Through a disciplined process that began with creating a strategic direction for our Movement, we developed an executive leadership model for Boys & Girls Clubs that likely applies to other nonprofits. It includes the following skills and characteristics:

• A future focus with skills in strategic thinking, partner astuteness, and diversity.

• Personal effectiveness as demonstrated in passionate communication, tenacity and persistence, character and integrity.

• Relationship skills in the areas of board development, community engagement and image building.

• A business orientation including an investor focus, fundraising savvy and execution and accountability.

• Organizational skills including developing and retaining strong leadership teams and high performing employees.

This leadership model will become the basis of our Movement’s recruitment efforts, executive development training programs and strategies, and performance management system. As important as an executive leadership model is to the future of nonprofit leadership, it takes the board to make it come alive. The role of the board is to recruit their executives against such a model. It is also up to the board to use their leadership model as the basis for conducting annual performance assessments; assuring the right developmental experiences; providing competitive compensation to retain their executives; and putting in place a plan that assures the right developmental and retention strategies for potential successors.

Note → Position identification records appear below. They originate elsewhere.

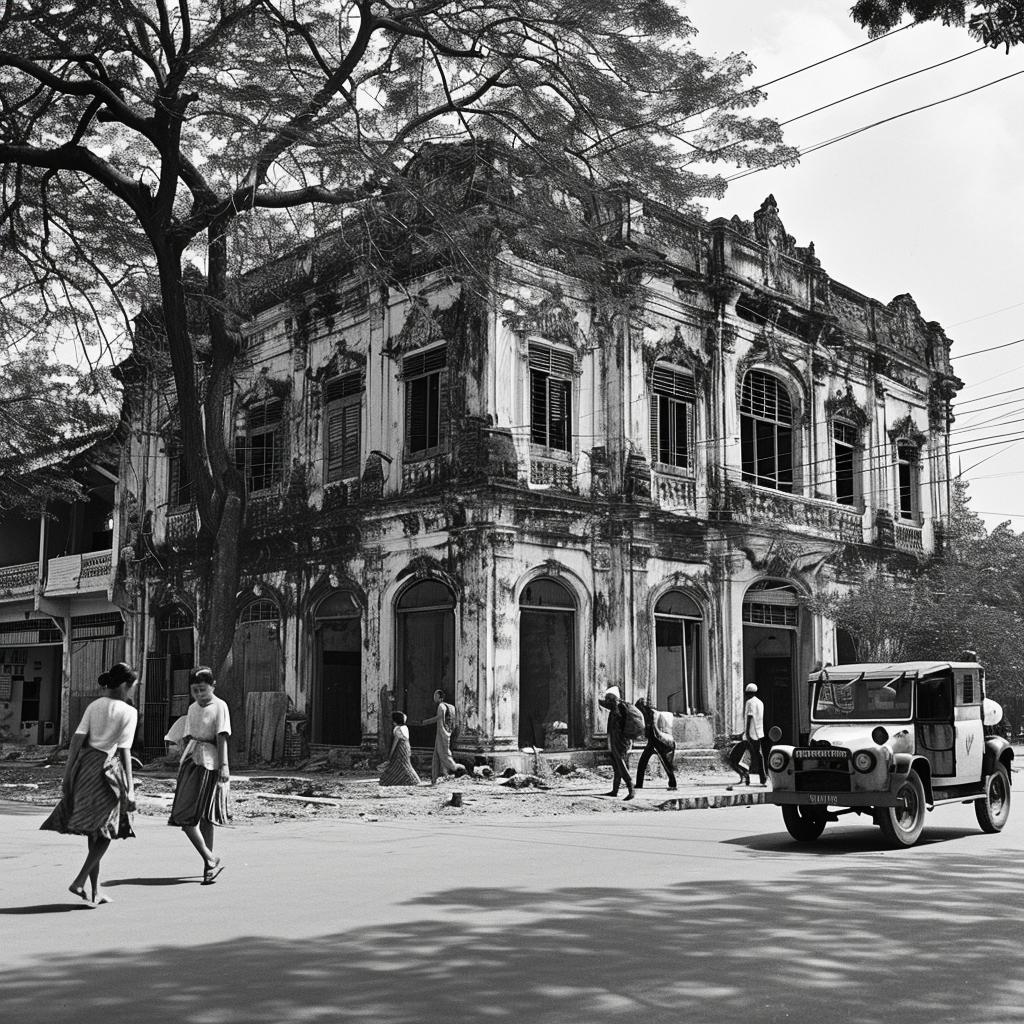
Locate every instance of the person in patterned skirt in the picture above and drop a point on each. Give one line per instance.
(97, 791)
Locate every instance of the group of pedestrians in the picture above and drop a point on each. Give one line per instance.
(98, 791)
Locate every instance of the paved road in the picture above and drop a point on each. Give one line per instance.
(697, 915)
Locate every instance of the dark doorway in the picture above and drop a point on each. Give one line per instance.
(338, 710)
(774, 679)
(426, 654)
(547, 643)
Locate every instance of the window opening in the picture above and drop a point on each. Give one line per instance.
(551, 373)
(766, 432)
(672, 407)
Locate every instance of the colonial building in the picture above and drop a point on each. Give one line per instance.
(59, 623)
(525, 501)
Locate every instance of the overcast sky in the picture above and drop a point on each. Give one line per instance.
(931, 204)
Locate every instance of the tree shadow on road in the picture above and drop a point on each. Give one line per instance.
(870, 939)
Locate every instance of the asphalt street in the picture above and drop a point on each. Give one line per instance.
(710, 915)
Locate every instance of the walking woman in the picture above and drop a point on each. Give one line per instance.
(201, 795)
(399, 769)
(97, 792)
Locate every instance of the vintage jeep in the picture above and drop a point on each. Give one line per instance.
(891, 740)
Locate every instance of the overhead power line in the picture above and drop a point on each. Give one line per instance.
(983, 315)
(991, 348)
(881, 85)
(876, 124)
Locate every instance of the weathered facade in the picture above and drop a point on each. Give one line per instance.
(525, 501)
(59, 623)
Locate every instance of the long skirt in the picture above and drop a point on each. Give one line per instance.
(97, 805)
(399, 769)
(199, 797)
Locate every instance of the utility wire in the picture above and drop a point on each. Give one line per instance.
(991, 348)
(983, 315)
(881, 85)
(876, 124)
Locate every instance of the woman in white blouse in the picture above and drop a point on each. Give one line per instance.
(98, 794)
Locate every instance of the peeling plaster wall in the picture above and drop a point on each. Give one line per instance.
(492, 512)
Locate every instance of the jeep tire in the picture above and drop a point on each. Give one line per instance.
(805, 824)
(993, 809)
(903, 823)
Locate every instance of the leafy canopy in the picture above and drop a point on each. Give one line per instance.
(992, 23)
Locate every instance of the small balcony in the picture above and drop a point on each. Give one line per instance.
(754, 505)
(79, 573)
(18, 581)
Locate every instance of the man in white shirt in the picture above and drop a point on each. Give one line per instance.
(753, 739)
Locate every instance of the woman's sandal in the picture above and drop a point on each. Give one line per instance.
(210, 873)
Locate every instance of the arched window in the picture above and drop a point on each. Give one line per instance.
(678, 651)
(766, 431)
(547, 666)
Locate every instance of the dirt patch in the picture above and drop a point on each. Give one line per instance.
(276, 794)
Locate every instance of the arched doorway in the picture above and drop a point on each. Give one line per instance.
(425, 615)
(257, 668)
(771, 644)
(547, 665)
(167, 668)
(679, 654)
(338, 709)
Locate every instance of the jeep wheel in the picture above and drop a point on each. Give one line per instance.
(805, 824)
(903, 823)
(993, 808)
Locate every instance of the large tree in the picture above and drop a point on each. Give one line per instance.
(992, 23)
(142, 139)
(49, 413)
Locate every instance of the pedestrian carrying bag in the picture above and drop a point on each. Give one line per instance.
(635, 726)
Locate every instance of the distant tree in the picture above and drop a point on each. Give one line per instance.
(971, 598)
(141, 137)
(992, 23)
(49, 413)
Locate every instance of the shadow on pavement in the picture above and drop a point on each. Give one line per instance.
(916, 940)
(192, 880)
(46, 908)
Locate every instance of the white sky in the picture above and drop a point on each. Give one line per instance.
(932, 204)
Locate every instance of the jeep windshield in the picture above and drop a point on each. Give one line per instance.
(881, 698)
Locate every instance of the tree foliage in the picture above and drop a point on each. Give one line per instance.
(140, 138)
(49, 412)
(970, 599)
(992, 23)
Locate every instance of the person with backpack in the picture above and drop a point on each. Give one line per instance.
(622, 732)
(658, 741)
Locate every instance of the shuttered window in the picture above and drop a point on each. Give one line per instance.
(908, 480)
(259, 452)
(672, 407)
(551, 373)
(342, 416)
(766, 431)
(423, 373)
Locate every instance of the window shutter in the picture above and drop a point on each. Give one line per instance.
(420, 364)
(655, 436)
(350, 444)
(674, 384)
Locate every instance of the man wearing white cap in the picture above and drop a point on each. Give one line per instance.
(619, 743)
(754, 733)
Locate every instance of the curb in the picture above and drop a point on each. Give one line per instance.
(715, 800)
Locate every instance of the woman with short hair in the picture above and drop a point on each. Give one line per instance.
(97, 791)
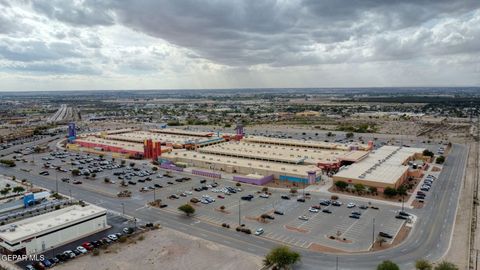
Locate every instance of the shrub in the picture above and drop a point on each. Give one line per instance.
(341, 185)
(122, 239)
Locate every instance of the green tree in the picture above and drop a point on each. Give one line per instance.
(423, 265)
(359, 187)
(440, 160)
(388, 265)
(187, 209)
(18, 189)
(389, 192)
(402, 190)
(341, 185)
(446, 266)
(282, 257)
(428, 153)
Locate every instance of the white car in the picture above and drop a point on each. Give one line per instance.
(82, 249)
(259, 231)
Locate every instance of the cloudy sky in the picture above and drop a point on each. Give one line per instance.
(159, 44)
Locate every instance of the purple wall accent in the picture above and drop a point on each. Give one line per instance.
(254, 181)
(171, 167)
(207, 174)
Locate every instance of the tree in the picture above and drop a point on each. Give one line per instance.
(18, 189)
(341, 185)
(187, 209)
(440, 160)
(423, 265)
(402, 190)
(428, 153)
(8, 162)
(446, 266)
(387, 265)
(282, 257)
(359, 187)
(389, 192)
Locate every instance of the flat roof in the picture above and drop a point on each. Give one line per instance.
(182, 132)
(141, 136)
(243, 162)
(305, 143)
(129, 146)
(30, 227)
(281, 153)
(383, 165)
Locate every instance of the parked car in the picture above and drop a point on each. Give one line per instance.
(259, 231)
(385, 235)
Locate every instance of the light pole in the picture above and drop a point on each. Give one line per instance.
(373, 233)
(239, 222)
(56, 181)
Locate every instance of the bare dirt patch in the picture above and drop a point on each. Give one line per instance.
(167, 249)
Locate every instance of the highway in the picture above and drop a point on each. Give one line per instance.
(429, 239)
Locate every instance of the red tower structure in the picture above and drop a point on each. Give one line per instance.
(152, 149)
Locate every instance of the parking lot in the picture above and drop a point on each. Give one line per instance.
(117, 223)
(351, 234)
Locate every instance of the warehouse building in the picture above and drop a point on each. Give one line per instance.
(235, 165)
(43, 232)
(284, 154)
(384, 167)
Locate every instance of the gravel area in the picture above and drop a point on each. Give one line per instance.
(166, 249)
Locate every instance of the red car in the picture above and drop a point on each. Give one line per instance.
(87, 246)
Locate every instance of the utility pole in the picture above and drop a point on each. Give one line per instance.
(239, 216)
(56, 181)
(373, 233)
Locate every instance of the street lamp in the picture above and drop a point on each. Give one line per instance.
(373, 233)
(239, 222)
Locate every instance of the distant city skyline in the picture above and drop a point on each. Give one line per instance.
(105, 45)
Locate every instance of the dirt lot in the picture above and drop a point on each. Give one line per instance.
(166, 249)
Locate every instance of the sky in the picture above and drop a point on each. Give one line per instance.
(189, 44)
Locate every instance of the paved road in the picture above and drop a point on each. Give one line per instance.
(429, 239)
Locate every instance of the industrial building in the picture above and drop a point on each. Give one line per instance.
(234, 165)
(384, 167)
(46, 231)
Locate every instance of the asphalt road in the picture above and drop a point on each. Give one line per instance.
(429, 239)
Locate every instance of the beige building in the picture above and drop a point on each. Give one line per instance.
(384, 167)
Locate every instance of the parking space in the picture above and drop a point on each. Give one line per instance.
(351, 234)
(116, 222)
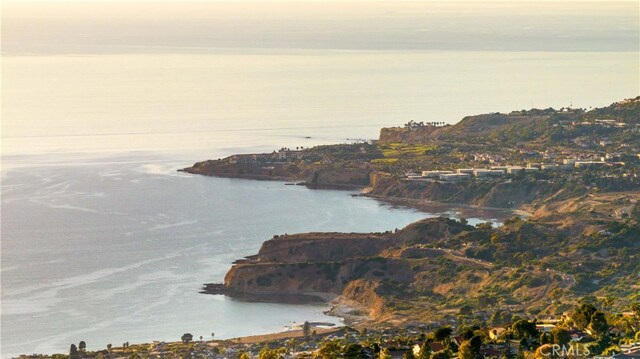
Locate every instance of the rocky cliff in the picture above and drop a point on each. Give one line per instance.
(380, 273)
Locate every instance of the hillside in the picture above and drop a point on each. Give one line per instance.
(575, 171)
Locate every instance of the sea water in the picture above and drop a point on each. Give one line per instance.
(103, 241)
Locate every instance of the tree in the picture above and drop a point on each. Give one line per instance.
(425, 351)
(469, 350)
(560, 336)
(441, 334)
(635, 308)
(443, 354)
(582, 316)
(186, 338)
(73, 352)
(598, 325)
(329, 350)
(306, 329)
(266, 353)
(353, 351)
(384, 354)
(524, 329)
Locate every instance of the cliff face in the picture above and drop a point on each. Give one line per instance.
(321, 247)
(484, 194)
(382, 274)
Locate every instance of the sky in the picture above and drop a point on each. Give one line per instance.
(111, 26)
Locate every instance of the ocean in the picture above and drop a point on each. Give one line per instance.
(104, 241)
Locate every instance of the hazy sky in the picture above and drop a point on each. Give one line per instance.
(150, 26)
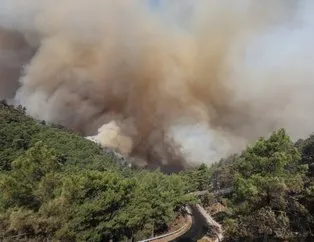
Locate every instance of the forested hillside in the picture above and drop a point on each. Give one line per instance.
(273, 190)
(57, 185)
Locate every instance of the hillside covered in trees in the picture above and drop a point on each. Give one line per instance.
(57, 185)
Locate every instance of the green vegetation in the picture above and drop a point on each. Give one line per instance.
(273, 191)
(57, 185)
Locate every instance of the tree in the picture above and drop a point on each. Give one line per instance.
(268, 181)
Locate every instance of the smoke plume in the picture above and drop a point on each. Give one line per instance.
(176, 83)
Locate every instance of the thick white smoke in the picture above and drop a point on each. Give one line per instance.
(174, 82)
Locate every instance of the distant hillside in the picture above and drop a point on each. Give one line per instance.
(55, 184)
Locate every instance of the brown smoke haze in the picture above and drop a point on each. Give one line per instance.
(177, 84)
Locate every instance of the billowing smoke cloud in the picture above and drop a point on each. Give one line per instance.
(174, 82)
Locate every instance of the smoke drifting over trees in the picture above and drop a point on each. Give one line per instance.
(182, 82)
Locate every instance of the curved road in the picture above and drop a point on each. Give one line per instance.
(198, 229)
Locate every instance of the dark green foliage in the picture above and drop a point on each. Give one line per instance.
(268, 198)
(57, 185)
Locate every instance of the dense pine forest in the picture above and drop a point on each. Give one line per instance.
(57, 185)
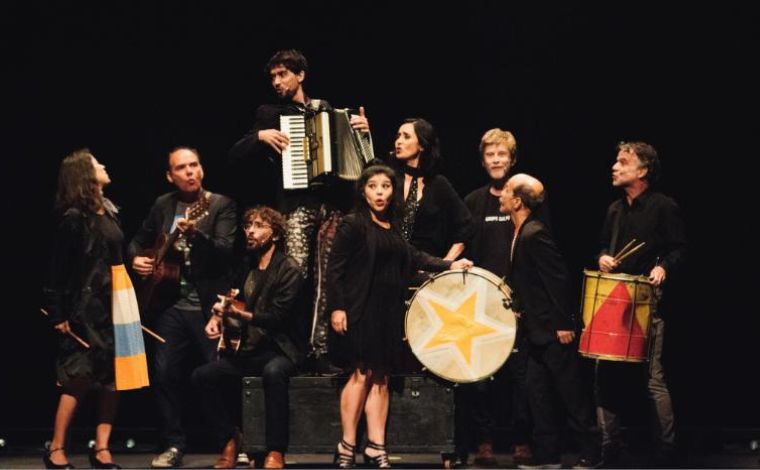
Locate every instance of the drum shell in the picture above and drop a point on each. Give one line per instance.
(616, 311)
(460, 325)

Yes, there is an urgent need and addressing it begins with a leadership model and the discipline of the board.

Tom Vander Ark, executive director, education, Bill & Melinda Gates Foundation

We live in a time and place with the greatest potential wealth accumulation in history. Most of us benefit from new technologies, inexpensive imported goods, relatively low taxes, and employment-based benefits. However, in the last few years it’s become clear that our public infrastructure is often insufficient to keep us safe or transport us efficiently; our environment is changing and our consumption of non-renewable energy sources is at least partially to blame; we can’t figure out how to pay for or share new health technologies; and gross inequities leave millions of people in poverty. To make matters worse, our political system is incapable of dealing with complex problems.

Former Treasury Secretary Robert Rubin put it this way: [The Mexican debt crisis of 1995] demonstrates the difficulties our political processes have in dealing effectively with issues that involve technical complexities, shorter-term cost to achieve longer-term gain, incomplete information and uncertain outcomes, opportunities for political advantage, and inadequate public understandings. Unfortunately, many of the most important economic, geopolitical, and environmental challenges of today’s complicated world fit this profile, raising the question of how effectively our political system will be able to deal with them.

One of the implications of the dilemma Rubin points out is that we need new civic and educational infrastructure. The nonprofit sector plays an integral part in bolstering and improving our public delivery systems. In education, nonprofits serve at least two vital roles:

• Change agents: Local education funds, reform support organizations, and advocacy organizations attempt to steer and support school, district, and state improvement.

• Service delivery: youth and family services, academic and recreational service groups, and health and human service organizations support unmet needs.

The needs grow every day. This report is one of the first attempts to quantify the mounting challenge of developing nonprofit leaders. Investing in leaders, improving compensation, and expanding recruiting efforts are important parts of the solution. Nonprofit organizations have the potential to build the civic and educational infrastructure our children deserve, but only if they have the leadership to achieve their missions.

1 Paul C. Light, “Rebuilding Confidence in Charitable Organizations,” Public Service Policy Brief, New York: New York University, Robert F. Wagner School of Public Service, no. 1, October, 2005.